Розу испугала перспектива работы в газете, а вводный курс экономики ей страшно не понравился, и она искала предлог, чтобы его бросить. Делиться мечтами с доктором Хеншоу было очень опасно.

* * *

В жилички к доктору Хеншоу она попала случайно. Доктору уже назначили девочку, но та заболела; у нее оказался туберкулез, и она уехала в лечебницу. Доктор Хеншоу пришла в университетскую канцелярию за списком других стипендиаток-первокурсниц на второй день регистрации.

Роза была в учебной части как раз перед этим, спрашивала, где проводится собрание стипендиатов. Она потеряла извещение, которое ей прислали. Встречу проводил казначей университета — он должен был рассказать стипендиатам о том, как зарабатывать деньги, как жить экономно и как хорошо они должны учиться, если хотят и дальше получать стипендию.

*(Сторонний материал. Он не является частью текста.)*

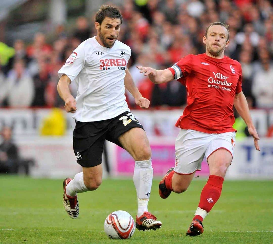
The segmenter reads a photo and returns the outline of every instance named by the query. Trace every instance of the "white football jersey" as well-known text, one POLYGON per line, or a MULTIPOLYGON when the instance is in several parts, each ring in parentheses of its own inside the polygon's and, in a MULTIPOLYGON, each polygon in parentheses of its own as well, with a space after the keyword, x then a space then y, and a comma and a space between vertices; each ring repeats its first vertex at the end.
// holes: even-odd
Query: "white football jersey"
POLYGON ((60 69, 76 83, 78 121, 98 121, 130 111, 125 101, 124 79, 131 56, 130 48, 116 40, 111 48, 103 47, 93 36, 79 45, 60 69))

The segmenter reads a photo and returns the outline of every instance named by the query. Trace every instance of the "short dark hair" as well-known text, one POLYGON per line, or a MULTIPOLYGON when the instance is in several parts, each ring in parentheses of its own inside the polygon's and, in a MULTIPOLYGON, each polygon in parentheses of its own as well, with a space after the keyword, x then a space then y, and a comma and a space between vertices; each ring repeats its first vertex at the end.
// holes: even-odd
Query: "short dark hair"
POLYGON ((118 8, 111 5, 103 4, 100 6, 96 14, 95 21, 101 25, 106 17, 113 19, 119 19, 120 20, 120 24, 122 23, 122 16, 118 8))
POLYGON ((229 38, 229 26, 226 25, 225 23, 223 23, 221 22, 213 22, 209 24, 206 29, 206 33, 205 33, 205 36, 206 37, 207 35, 207 30, 211 26, 213 25, 221 25, 221 26, 223 26, 224 27, 225 27, 225 28, 227 31, 227 41, 228 41, 229 38))

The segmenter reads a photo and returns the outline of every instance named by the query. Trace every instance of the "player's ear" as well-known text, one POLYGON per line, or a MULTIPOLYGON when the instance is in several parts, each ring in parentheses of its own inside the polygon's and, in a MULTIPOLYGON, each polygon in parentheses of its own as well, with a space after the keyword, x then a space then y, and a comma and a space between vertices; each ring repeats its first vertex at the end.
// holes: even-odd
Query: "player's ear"
POLYGON ((227 47, 229 46, 229 40, 227 41, 227 43, 225 44, 225 47, 227 47))
POLYGON ((100 29, 100 24, 98 22, 95 22, 95 28, 97 30, 98 30, 100 29))

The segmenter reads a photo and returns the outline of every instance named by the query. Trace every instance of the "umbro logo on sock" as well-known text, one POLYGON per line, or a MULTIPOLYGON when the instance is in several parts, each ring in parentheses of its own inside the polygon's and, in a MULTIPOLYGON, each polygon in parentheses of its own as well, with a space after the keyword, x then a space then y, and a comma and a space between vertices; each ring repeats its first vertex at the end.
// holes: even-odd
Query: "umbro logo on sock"
POLYGON ((210 203, 213 202, 213 200, 212 200, 212 198, 207 198, 207 201, 210 203))

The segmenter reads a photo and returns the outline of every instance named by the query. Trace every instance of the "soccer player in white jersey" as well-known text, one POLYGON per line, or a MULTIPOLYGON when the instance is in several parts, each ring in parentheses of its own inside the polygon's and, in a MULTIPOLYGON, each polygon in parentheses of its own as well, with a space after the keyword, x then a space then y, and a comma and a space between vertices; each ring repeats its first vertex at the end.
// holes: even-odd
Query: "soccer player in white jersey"
POLYGON ((210 175, 186 232, 189 236, 203 233, 203 220, 221 195, 224 178, 233 156, 233 105, 247 124, 255 148, 260 151, 259 138, 242 91, 241 65, 224 55, 229 36, 227 26, 212 23, 203 38, 205 53, 187 55, 165 69, 137 66, 154 83, 174 79, 187 89, 188 105, 176 124, 181 129, 175 142, 175 166, 159 182, 159 190, 163 199, 172 191, 185 191, 206 157, 210 175))
POLYGON ((64 205, 69 216, 78 217, 77 193, 97 189, 102 183, 102 157, 107 140, 123 148, 135 160, 133 181, 136 189, 136 226, 140 230, 160 228, 161 223, 148 211, 153 170, 151 149, 142 125, 125 101, 125 88, 136 104, 147 108, 150 101, 143 97, 126 65, 131 53, 117 40, 122 18, 118 10, 102 5, 95 17, 97 34, 73 51, 58 72, 57 90, 65 108, 74 114, 76 123, 73 147, 82 172, 64 181, 64 205), (76 82, 76 99, 69 85, 76 82))

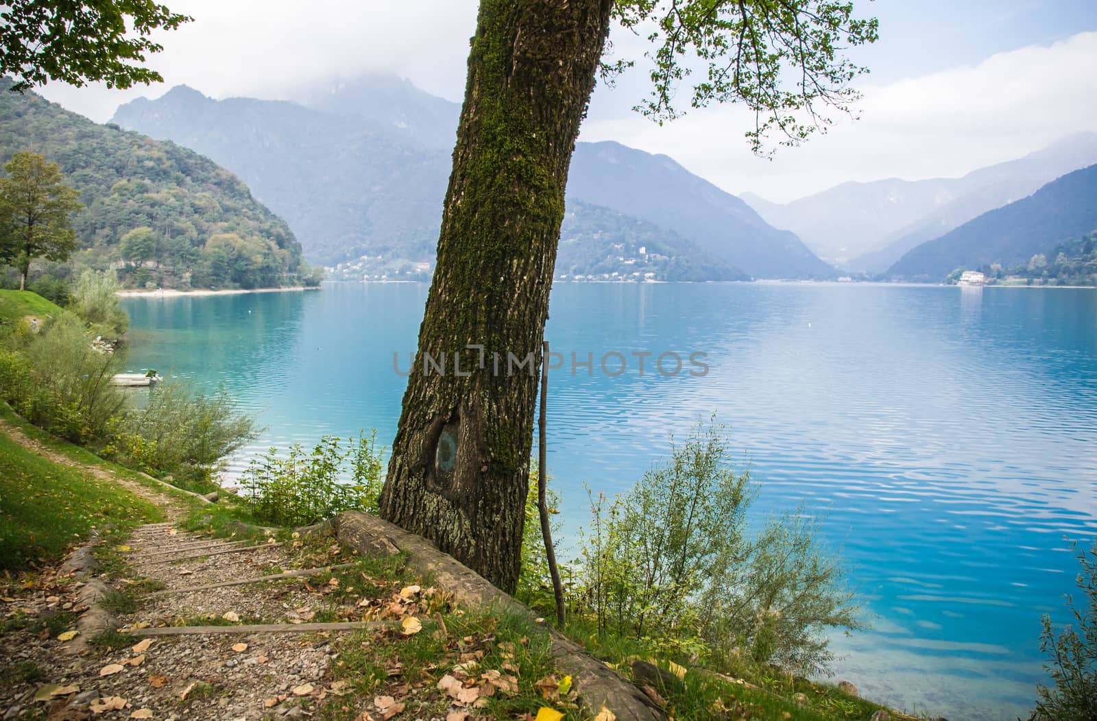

Роза выяснила номер аудитории и пошла наверх по лестнице на второй этаж. Ее догнала другая девушка и спросила:

— Ты тоже в три-ноль-двенадцатую?

Они пошли вместе, рассказывая друг другу, у кого какая стипендия. Розе еще негде было жить — она остановилась в Христианской ассоциации молодых женщин. У нее на самом деле вообще не было денег на пребывание в университете. Была только стипендия, которая покрывала плату за учебу, приз графства, на который она собиралась купить учебники, и еще пособие в триста долларов, на которое она должна была жить, и все.

— Тебе придется найти работу, — сказала девушка.

У нее пособие было больше, потому что она изучала естественные науки (все деньги сейчас там, серьезно сказала она, все деньги в науке), но она надеялась устроиться работать в университетскую столовую. Комнату она снимала в частном секторе, в подвале. Сколько ты платишь за комнату, сколько стоит электроплитка? — начала спрашивать Роза, беспокойно крутя в голове расчеты.

У девушки волосы были уложены валиком. Креповая блузка пожелтела и лоснилась от стирки и глажки. Груди — большие, обвисшие. Наверно, под блузкой — грязно-розовый лифчик с застежкой сбоку. На одной щеке у девушки было шелушащееся пятно.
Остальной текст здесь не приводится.